Laurette Lacroix a fait ses études après l'application de la Loi sur les écoles du Manitoba qui abolissait le français comme langue officielle, et après que l’enseignement public en toute autre langue que l’anglais y soit interdit. Malgré tous ces efforts d’assimilation des francophones, Laurette réussit non seulement à conserver son français, mais à coucher sur papier des anecdotes sur sa vie à la ferme lorsqu’elle était jeune fille et jeune mère. C’est à titre posthume que nous publions ses écrits.
Souvenirs d'enfant
La pleine lune nous attendait par un beau soir d’hiver. Sept heures! Fini l’ouvrage de la ferme pour aujourd’hui. Mon frère, encore plein d’énergie, voulait pratiquer son hockey, surtout son tir au but. Étant le plus vieux des garçons, il avait reçu comme cadeau de Noël une nouvelle paire de patins, un bâton et des rondelles. Moi, une fille et un peu plus jeune, j’étais forcément la gardienne de but. Il avait donc des patins, mais moi, je n’étais pas à mon avantage avec mes galoches d’école et, comme bâton, un balai dont les pailles avaient été coupées court. Pour faire office de but, mon frère avait choisi une grosse boîte. Plus grosse elle était, mieux c’était pour lui.

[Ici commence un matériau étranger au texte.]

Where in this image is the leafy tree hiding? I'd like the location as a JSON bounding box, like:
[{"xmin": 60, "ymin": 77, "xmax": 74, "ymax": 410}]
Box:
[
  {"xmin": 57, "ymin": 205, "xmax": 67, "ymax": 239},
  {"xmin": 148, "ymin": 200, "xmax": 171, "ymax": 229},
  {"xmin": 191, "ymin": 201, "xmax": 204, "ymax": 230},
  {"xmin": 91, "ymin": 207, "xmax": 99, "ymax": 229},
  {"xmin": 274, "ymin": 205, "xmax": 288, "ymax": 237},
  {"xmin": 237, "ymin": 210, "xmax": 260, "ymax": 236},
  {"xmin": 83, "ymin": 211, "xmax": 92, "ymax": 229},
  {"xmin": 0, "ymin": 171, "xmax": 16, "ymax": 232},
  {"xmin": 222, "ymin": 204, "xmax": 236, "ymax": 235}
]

La glace n’était pas toujours bien lisse. Mais on jouait dans la plus belle des arènes, le canal Dawson sous une couronne d’étoiles, éclairés par une vraie lune d’hiver et moi, même avec un équipement qui ne payait pas de mine, je gardais assez bien le fort.
Au bout d’une heure, la mère appelait « C’est le temps de vos devoirs d’école les enfants! » Bon! On y allait pour un dernier effort, mon frère jetant sa tuque sur la glace, son front rouge au vent, fâché d’avoir manqué tant de buts.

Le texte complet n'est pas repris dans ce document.